Hey Brian nice reply, it is refreshing to get some intelligent discourse on a yahoo board for a change.
I agree with the rationale for approval by the FDA, the fact that they looked at dialysis patients as a different patient population altogether, and likely also the fact that given the distribution only through clinics that there was very little risk for off label use. I do think Omontys is a good drug otherwise I would have never been long at $5 before the FDA panel. Anybody who really looked at the data saw that the hazard ratio in the CKD population was driven by an unusually low death rate in the Aranesp arm, not by a significant amount of problems with Pegenesatide, but the failure still creates a shadow of a doubt.

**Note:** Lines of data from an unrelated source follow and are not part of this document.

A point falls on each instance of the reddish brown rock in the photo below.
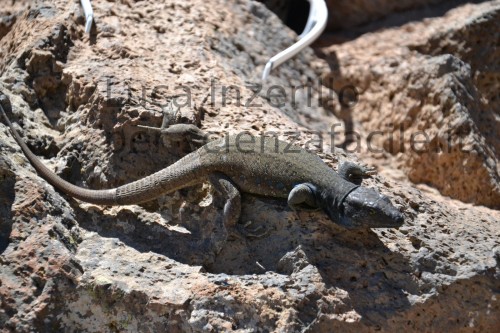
(165, 266)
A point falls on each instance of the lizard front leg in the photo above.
(353, 172)
(232, 208)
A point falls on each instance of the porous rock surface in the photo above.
(430, 99)
(169, 265)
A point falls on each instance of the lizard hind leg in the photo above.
(353, 172)
(302, 197)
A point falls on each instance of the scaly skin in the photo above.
(256, 165)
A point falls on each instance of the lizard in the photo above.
(263, 166)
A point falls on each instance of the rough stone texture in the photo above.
(435, 81)
(70, 266)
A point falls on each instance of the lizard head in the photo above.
(366, 207)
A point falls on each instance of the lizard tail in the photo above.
(102, 197)
(185, 172)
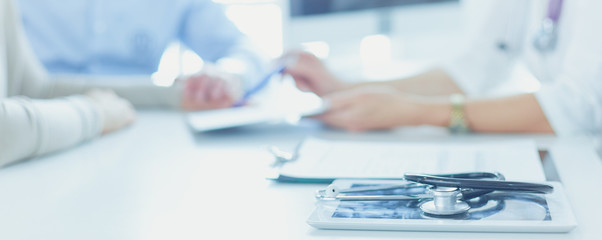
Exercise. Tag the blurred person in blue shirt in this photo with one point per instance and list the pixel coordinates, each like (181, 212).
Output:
(128, 37)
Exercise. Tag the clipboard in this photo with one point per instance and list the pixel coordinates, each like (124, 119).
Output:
(322, 161)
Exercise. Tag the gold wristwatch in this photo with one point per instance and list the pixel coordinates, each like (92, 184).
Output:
(457, 123)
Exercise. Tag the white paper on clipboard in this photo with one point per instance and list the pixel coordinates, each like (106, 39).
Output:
(328, 159)
(285, 104)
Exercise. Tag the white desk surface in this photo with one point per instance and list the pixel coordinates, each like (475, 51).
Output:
(157, 180)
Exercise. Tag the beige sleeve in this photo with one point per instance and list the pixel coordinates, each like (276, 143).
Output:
(28, 127)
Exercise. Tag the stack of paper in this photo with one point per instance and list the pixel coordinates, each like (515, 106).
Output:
(323, 160)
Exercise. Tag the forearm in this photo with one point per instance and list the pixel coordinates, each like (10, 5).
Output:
(520, 113)
(31, 128)
(434, 82)
(138, 90)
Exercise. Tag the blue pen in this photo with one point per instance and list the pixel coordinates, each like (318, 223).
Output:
(264, 82)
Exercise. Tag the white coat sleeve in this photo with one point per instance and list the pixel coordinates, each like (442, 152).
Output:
(573, 104)
(483, 64)
(29, 127)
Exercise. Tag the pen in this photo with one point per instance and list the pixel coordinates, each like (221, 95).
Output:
(260, 85)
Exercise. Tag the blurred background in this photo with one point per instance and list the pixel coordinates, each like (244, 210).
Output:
(375, 39)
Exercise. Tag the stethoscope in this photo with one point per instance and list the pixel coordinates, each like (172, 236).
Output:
(446, 194)
(546, 38)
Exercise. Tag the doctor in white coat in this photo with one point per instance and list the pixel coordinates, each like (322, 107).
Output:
(559, 42)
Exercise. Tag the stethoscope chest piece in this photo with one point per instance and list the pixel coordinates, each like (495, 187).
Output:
(445, 202)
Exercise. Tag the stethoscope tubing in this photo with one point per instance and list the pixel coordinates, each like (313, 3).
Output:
(482, 184)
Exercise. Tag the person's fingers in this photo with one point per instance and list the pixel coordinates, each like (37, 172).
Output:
(344, 118)
(340, 100)
(217, 91)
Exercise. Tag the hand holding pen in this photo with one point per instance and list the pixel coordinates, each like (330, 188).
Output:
(280, 68)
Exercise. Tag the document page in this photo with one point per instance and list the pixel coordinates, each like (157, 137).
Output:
(318, 158)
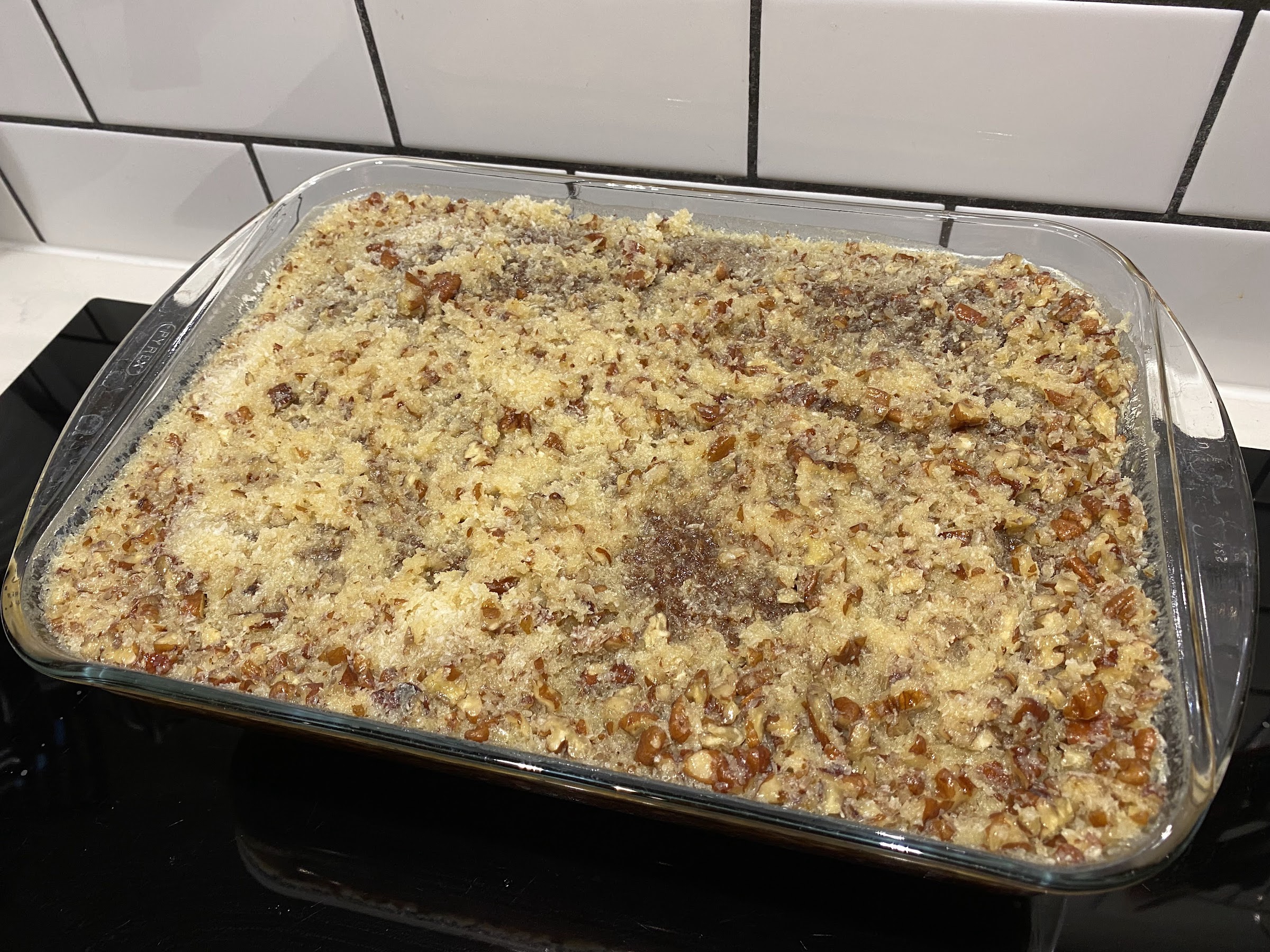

Unfortunately, I do think there will be enough nephrologists who find Omontys on the formulary at the clinic they work with that retain enough of a shadow of a doubt on safey that market share will be limited early in Omontys life cycle, but the company just doesn't have enough time to establish themselves before increased competition comes to market in the form of Mircera and biosimilars. If it was Omontys vs EPO for 10 years I would expect 30% share or higher and pricing at parity. However competition is going to mean splitting the market several ways and at a bigger price cut. The only way for AFFY to address the issue of missed sessions is with additional rebates either on a case by case basis or extra price cuts up front. The bigger the discounts the higher the share needed to make money. Perhaps there are savings to be had on other drugs like Iron, but that isn't something you can count on. You will notice that I did recognize the potential for the drug in the PD and HHD setting, but ultimately they will spit the market with Mircera in this market and any incenter share they do garner inthe next two years will be eroded by competition.
I said before I though the only way out was a take out. I believe that to be true over the long term, but in the near term there is also the chance for the stock to pop when Wolter Kluwer reports monthly script data, if I were long I would use this strength to sell because unless AFFY can get to a total expense run rate under $100M they may never get past break even.